Jamestown Native Celebrates Six-Year Anniversary Of Bookstore Opening
WARREN, Pa. – “When I went to make a cup of coffee one day, I couldn’t find the coffee,” said Jamestown native Michael Yahn, co-owner of Authors Books & Music in Warren, Pa. “Some things just take priority.”
Yahn was referring to the stacks of books and records surrounding him, among which the coffee had been misplaced that day.
“Our main goal is just generally to promote literacy as an art form,” Yahn said of Authors Books & Music, which he co-owns with his wife Shannon.
The Yahns celebrated the store’s sixth anniversary in November.
Shannon Yahn, originally from Pittsburgh but raised in the Warren area, had been working in real estate and bought an estate filled with movie posters and books. It was a jackpot for the couple who met through a mutual friend. They spent their first date at a local garage sale and eventually married.
“We’d both been book lovers,” Michael says, and notes that their shared love of music, combined with a fondness for the general aesthetic of the literary life, led them to a mutual goal of one day owning their own book store. “The type of place we’d want to go to,” he describes their dream-turned-reality from behind the cashwrap at their current location, 227 Liberty Street in downtown Warren.

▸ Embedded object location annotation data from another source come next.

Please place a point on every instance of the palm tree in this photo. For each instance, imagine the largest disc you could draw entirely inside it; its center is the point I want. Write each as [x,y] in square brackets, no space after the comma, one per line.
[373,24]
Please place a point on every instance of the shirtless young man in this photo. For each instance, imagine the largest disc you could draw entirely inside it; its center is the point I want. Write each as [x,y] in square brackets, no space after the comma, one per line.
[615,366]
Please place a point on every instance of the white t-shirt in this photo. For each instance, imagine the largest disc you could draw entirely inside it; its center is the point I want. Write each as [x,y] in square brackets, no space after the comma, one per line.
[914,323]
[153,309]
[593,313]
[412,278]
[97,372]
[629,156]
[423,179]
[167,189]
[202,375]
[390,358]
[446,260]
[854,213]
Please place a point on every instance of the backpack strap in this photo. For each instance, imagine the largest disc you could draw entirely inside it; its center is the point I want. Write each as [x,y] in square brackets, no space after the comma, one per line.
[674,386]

The day of the coffee incident came after Shannon’s original purchase of the media-filled estate, which led the couple to their first taste of the book merchant’s life. Michael began auctioning the memorabilia on eBay and said things started going well so well that he told Shannon, “You need to quit real estate.”
They were on their way.
From there, the pair began renting spots in antique shops and second-hand stores, like the Salamanca Antique Mall and the Allegheny Book Mart. Eventually, their rummaging hobby grew so hearty as to require, one might say, a room of one’s own. And Liberty Street it was.
Authors Books & Music opened its doors in 2010, celebrating its sixth anniversary in November. While the store is mostly an outlet for used books, records, posters, and the work of local authors, there is another aspect of the store that should excite readers, writers and listeners alike, Yahn said.

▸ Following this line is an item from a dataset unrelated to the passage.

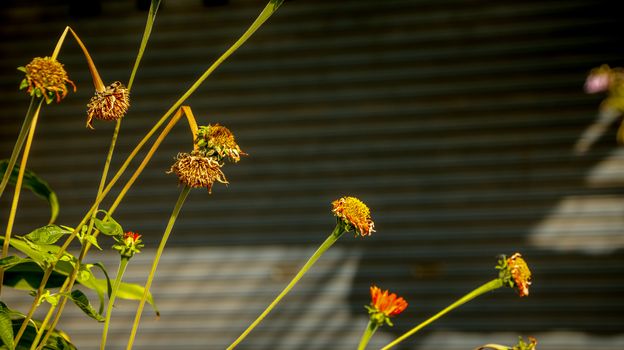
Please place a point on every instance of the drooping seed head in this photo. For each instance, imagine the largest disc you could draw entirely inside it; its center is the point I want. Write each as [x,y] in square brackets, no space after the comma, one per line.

The store hosts an open read night each month, stopping only during the holiday season and starting again soon after each new year. Anyone who writes and wants to share their material is invited to take a spot during the traditional open mic format of the event, as well as to those interested in reading favorite pieces from other writers, or those simply looking to enjoy the community with local writers and literary enthusiasts.
Yahn said he followed a convoluted path to calling himself a writer, spending time at Jamestown Community College and studying psychology and block printing before having articles printed in the ’90s, with his article on collecting Marx Brothers albums landing the cover of an issue of Goldmine in 1996. For someone who says he “wasn’t the teacher’s favorite” in school, it seemed he’d found his niche.
“The main struggle is for people to know we’re here,” Yahn said.
Even with their presence on Facebook, their website, and the ever-present paper mache face of Poe gazing out on their sidewalk signage, he said there is always the problem of driving business for a brick-and-mortar bookseller. What he aims to provide for the community with his store is both the physical products with which he and Shannon fell in love, as well as a place to promote literacy and local authors. They want to publish the work of those authors and function as the hub of the local writing and reading community.
Open read nights at Authors will resume in February 2016 and will be held on the first Tuesday of each month from 6-8 p.m. until around October, when the Yahns will break again for the holidays. Goals for the future include more book signings, events and discussion groups this spring and work is underway in the hopes of scheduling an appearance by Anne Serling, daughter of Rod Serling famous for writing and narrating the 1959 series “The Twilight Zone.”